Collected Stories
THE RAT STORY
There was a story he liked to tell about a rat who wandered into a Japanese teriyaki fast-food restaurant. This was no mouse, he’d say. This was—and here he’d pause to measure a length with his hands—as big as a newborn: a giant Norwegian rat. It was here in the story that she—since she’d heard it several times—would begin to confuse the image of a rat with the image of a baby. She imagined the rat, lying in a little wooden cradle, wrapped in a pink blanket, its eyelids fluttering, and breathing in a labored, dying way; and at the same time she pictured a baby, dead like the rat, in a sad heap on the kitchen floor of a Japanese fast-food restaurant. While her mind shuttled between attraction and repulsion, baby and rat, she studied his mouth forming the words of the story in a way that was simultaneously charming and off-putting. The rat headed for the kitchen, he reported, stumbling in a kind of stupor, and everyone in the restaurant got up and left. He, on the other hand, approached the counter to ask for a refund. Well, we don’t know, said the girls who were in charge. These were very young girls, he said, very wide-eyed and vacant-looking. We don’t know if we can give you a refund, they said. We’ll have to check. Do you know rats carry bubonic plague? he asked them.

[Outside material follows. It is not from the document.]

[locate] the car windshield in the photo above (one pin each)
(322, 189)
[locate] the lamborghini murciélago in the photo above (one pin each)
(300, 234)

We know, they said. Well, it ran into your kitchen, he said. We know, they said. But it died. At this, their dinner guests usually laughed. Even she laughed, but her laughter felt automatic and insincere.
SNOW DAY
Today, everything you could think of in the nature of a regular day was made of snow. Houses had little window shutters made of snow, and trees made of snow stood proudly in the front yards. There was a snow restaurant where flavored snow was served on round snow plates and the waiters, made of snow, had charcoal for eyes like snowmen. We drove our snow car into a desert of snow, camels of snow leaping around snow dunes, snow cactus all bent over from the great weight of snow, thick snow snakes writhing and hissing between snow fissures. It was all so beautiful that we fell into each other’s arms and wept. A snowbird trembled overhead, and we recalled then that it could not last. Just one day is what they’d promised—one day in the great scheme of things.
STARS BUT NOT HOLES
We are always attracted to the shiniest part of a leaf because what shines gives pleasure to the eye. Shadows also give pleasure, but perhaps that pleasure is less eye-directed and more fantasy-fueled. Say I wish I were cool or asleep, the words beautifully fading like the cave paintings at Altimira faded and became therefore beautiful. Coleridge, I’m sure, has something to say about it. There are so many leaves on that tree I despair of counting them. I can only say that through the partitions formed by the branches, which are covered with leaves, I see little areas of pure light and the paler leaves of other trees and a part of a stalk of a telephone pole. Such observations are easily corrupted into metaphor.
WHEREWITHAL
Today my old friend Raymond was pushing a shopping cart down Speedway, the shopping cart overflowing with clothes, Raymond unshaven and very dirty. Did you see that? I said. Raymond must have fallen on hard times. Not at all, said my companion. It is well known that Raymond is leading a double life. He is not content merely with a life of property, my companion went on. He feels that his half-time homelessness puts everything into perspective. I gave it some thought. Of all my friends, Raymond is the laziest; therefore, he would be the last person I’d expect to muster up the wherewithal to pull off a stunt like this.